Ia mengatakan setelah kedatangan tersebut, proses hukum baru mulai bergerak lebih cepat. Pihak kepolisian akhirnya melakukan gelar perkara dan menetapkan S sebagai tersangka.
“Setelah kami datang ke Polres, enggak lama baru gelar perkara. Terlapor akhirnya jadi tersangka,” kata N.
Namun, N menyebut proses kembali terasa lambat setelah itu.
Pemeriksaan Tersangka Sempat Ditunda
N menuturkan, pada 16 November 2025, pihak yang hadir ke kepolisian bukan tersangka, melainkan kuasa hukum tersangka yang meminta agar pemeriksaan dijadwalkan ulang.
Permintaan tersebut kemudian membuat pemeriksaan mundur ke 26 November 2025, dengan alasan tersangka sedang berada di luar kota karena urusan pekerjaan.
“Yang datang malah pengacaranya, minta jadwal ulang karena katanya tersangka ada tugas di Yogyakarta. Menurut saya jedanya kelamaan,” ujar N.
Ibu Korban Mengaku Tertekan Secara Sosial
Selain menunggu proses hukum yang panjang, N juga mengaku mengalami tekanan sosial dari lingkungan sekitar sejak kasus itu mencuat.
Ia merasa mendapat banyak penilaian negatif, bahkan dianggap gagal menjaga anaknya.
N berharap tersangka dapat dihukum seberat-beratnya agar peristiwa serupa tidak terjadi pada anak lain.
“Saya minta dihukum seberat-beratnya. Saya dibilang ibu yang gagal. Saya akui ini kesalahan saya, tapi saya enggak mau anak saya diapakan orang.
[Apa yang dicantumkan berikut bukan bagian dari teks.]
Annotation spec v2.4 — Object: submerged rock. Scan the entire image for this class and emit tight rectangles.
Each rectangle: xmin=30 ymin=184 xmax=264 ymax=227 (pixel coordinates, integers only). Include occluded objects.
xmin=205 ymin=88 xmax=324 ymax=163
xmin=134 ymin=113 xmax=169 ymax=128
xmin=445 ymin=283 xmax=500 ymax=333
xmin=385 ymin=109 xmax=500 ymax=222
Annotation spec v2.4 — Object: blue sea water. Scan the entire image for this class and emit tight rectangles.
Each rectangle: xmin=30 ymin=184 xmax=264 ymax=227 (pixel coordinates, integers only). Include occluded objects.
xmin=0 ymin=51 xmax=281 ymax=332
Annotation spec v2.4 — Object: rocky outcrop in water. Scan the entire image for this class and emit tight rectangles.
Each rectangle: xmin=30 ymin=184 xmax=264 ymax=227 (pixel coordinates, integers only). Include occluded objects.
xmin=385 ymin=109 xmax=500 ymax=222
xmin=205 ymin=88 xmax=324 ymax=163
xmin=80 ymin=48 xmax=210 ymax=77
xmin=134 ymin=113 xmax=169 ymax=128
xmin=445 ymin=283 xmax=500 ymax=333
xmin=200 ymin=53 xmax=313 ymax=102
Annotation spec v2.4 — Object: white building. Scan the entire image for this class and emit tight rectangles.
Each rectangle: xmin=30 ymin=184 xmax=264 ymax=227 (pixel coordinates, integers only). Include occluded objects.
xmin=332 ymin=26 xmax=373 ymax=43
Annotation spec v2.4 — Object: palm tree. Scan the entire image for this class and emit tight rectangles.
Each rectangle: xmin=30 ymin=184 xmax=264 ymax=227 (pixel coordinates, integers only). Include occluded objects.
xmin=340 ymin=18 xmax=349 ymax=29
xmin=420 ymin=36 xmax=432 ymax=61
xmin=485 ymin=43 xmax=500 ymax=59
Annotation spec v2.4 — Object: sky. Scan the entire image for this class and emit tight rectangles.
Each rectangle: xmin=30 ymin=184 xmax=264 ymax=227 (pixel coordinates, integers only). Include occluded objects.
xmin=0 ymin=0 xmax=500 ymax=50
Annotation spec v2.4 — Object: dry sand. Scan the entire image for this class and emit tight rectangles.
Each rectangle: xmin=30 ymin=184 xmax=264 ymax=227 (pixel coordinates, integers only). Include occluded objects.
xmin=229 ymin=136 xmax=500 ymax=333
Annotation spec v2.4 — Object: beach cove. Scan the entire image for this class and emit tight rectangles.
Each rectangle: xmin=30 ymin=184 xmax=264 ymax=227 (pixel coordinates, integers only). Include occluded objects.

Anak saya enggak salah apa-apa,” ungkap N.
Polisi Pastikan Kasus Berjalan Sesuai Prosedur
Menanggapi keluhan tersebut, Kasat PPA dan PPO Polres Metro Bekasi Kota, Kompol Rosdiana, memastikan bahwa penanganan kasus dilakukan sesuai prosedur hukum dan tidak ada hambatan berarti.
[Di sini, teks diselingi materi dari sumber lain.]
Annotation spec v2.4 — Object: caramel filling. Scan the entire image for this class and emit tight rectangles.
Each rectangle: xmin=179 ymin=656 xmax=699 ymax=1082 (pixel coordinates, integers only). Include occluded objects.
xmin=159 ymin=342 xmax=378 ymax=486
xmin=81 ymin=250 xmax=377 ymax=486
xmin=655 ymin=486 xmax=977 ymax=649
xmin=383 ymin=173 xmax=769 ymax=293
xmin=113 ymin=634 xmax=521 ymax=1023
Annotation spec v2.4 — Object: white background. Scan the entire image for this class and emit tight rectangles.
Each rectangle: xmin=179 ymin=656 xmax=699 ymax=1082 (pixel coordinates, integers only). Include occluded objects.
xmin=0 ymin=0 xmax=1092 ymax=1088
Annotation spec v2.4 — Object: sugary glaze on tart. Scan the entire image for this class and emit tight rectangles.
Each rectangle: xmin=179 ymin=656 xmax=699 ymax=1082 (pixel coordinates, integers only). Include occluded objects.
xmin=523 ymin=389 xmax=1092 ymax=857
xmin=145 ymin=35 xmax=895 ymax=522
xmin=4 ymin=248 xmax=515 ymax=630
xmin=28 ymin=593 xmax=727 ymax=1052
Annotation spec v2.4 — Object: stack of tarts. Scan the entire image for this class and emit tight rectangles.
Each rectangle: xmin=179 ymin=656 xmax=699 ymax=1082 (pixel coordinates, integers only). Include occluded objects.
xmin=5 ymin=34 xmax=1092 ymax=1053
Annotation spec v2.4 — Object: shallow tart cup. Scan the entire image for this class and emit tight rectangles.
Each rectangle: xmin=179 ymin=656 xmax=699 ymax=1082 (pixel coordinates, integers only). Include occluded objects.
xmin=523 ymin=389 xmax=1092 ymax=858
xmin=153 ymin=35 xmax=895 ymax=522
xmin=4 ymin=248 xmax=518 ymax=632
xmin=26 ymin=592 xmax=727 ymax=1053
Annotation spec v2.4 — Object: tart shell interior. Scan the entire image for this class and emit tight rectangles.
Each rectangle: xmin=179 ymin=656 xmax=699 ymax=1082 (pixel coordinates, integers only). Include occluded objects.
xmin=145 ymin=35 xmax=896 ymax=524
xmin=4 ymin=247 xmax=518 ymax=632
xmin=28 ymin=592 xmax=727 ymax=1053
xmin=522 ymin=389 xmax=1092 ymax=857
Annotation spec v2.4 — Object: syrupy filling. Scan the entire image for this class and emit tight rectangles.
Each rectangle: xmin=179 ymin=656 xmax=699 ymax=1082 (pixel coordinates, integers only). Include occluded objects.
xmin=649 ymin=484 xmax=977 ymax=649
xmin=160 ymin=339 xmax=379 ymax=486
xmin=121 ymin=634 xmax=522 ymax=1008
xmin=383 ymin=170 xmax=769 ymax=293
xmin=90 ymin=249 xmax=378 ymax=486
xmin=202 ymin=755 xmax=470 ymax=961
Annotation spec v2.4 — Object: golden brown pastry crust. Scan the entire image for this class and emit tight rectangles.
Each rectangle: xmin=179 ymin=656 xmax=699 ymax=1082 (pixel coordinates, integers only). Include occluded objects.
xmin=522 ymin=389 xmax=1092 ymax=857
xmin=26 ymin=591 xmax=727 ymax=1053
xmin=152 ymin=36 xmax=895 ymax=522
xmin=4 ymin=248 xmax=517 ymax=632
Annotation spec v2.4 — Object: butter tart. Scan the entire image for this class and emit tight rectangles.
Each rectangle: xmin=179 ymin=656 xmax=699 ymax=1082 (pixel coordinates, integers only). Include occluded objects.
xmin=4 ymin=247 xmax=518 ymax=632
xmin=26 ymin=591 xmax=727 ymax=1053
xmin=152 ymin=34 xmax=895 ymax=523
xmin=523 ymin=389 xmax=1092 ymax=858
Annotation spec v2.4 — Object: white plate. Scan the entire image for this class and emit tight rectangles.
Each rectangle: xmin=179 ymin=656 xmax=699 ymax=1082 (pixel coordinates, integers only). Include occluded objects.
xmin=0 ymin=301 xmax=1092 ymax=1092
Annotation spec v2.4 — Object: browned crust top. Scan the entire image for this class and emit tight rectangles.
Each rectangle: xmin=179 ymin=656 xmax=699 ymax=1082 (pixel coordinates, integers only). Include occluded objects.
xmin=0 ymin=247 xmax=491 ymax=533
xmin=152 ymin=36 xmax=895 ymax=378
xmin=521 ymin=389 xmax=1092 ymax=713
Rosdiana menyebut, pada 8 Januari 2026, perkara tersebut sudah masuk ke Tahap 2, yakni pelimpahan tersangka beserta barang bukti kepada Jaksa Penuntut Umum (JPU).
“Perkara sudah Tahap 2 sejak 8 Januari 2026. Sekarang tinggal menunggu proses persidangan,” ujar Rosdiana.
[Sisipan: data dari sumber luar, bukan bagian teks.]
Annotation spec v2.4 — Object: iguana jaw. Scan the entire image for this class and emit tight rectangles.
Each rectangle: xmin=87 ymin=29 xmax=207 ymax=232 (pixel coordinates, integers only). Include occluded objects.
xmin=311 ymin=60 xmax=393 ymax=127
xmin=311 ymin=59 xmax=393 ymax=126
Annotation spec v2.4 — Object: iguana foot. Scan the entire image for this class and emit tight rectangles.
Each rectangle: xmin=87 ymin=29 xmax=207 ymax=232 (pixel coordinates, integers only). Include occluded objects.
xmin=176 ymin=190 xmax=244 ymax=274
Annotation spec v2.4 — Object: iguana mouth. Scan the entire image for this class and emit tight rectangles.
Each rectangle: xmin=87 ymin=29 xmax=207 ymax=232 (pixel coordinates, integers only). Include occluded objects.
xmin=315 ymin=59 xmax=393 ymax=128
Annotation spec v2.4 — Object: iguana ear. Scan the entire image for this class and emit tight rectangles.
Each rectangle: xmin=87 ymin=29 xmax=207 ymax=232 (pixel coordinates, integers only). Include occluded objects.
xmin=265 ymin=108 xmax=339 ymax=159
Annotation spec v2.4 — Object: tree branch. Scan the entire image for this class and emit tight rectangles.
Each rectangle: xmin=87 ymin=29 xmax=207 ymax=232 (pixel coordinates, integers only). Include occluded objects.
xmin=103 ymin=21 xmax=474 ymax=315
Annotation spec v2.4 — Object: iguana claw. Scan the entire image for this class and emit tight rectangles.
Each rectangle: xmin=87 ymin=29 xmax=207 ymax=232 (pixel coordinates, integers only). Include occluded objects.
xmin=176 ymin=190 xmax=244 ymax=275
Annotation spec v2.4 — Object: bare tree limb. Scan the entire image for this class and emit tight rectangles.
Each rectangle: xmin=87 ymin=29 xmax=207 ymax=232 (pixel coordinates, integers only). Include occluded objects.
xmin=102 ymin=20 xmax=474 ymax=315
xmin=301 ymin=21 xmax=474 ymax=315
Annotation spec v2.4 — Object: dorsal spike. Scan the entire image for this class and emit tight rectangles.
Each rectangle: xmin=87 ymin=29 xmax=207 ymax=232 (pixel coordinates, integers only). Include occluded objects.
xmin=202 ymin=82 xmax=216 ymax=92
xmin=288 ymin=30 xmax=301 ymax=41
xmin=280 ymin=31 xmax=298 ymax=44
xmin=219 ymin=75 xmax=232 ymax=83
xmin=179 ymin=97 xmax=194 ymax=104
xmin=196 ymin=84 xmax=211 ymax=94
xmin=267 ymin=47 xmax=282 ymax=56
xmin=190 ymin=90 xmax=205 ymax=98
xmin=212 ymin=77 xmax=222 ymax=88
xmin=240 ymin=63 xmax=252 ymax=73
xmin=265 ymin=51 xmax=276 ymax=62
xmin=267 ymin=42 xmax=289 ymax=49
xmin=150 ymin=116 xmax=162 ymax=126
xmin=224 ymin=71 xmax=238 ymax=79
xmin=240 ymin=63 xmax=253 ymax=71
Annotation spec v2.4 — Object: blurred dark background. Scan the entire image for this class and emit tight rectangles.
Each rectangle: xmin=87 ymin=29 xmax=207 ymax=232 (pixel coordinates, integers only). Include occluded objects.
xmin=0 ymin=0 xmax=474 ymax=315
Ia juga menegaskan bahwa kasus kekerasan seksual terhadap anak memang membutuhkan ketelitian ekstra karena minimnya saksi langsung.
Menurutnya, waktu penanganan dari laporan Juli hingga tahap pelimpahan Januari masih tergolong cepat.
“Kasus pencabulan dan persetubuhan itu memang butuh usaha ekstra. Dari Juli sampai Tahap 2 Januari termasuk cepat dan tidak ada kendala,” jelasnya.
Rosdiana menambahkan bahwa tersangka telah ditahan sejak 27 November 2025 setelah rangkaian penyelidikan, penyidikan, dan gelar perkara dilakukan.
Ia menyebut berkas perkara dinyatakan lengkap atau P21 pada 18 Desember 2025, lalu dilanjutkan Tahap 2 pada awal Januari.
Kasus Terungkap dari Cerita Korban
Sebelumnya, kasus ini terungkap setelah korban O menceritakan sendiri apa yang dialaminya kepada sang ibu.
Mendengar pengakuan tersebut, N langsung meminta suaminya memanggil terduga pelaku untuk dimintai klarifikasi. Namun, pria berinisial S membantah semua tuduhan.
Korban kemudian dibawa menjalani pemeriksaan medis di RSUD Kota Bekasi.
Hasil visum menunjukkan adanya tanda kekerasan berupa lebam di bagian sensitif yang disebut hampir mengenai selaput dara.
Berdasarkan cerita korban, peristiwa dugaan pencabulan itu terjadi di sebuah bengkel milik terduga pelaku, yang diketahui memiliki kamar di dalamnya.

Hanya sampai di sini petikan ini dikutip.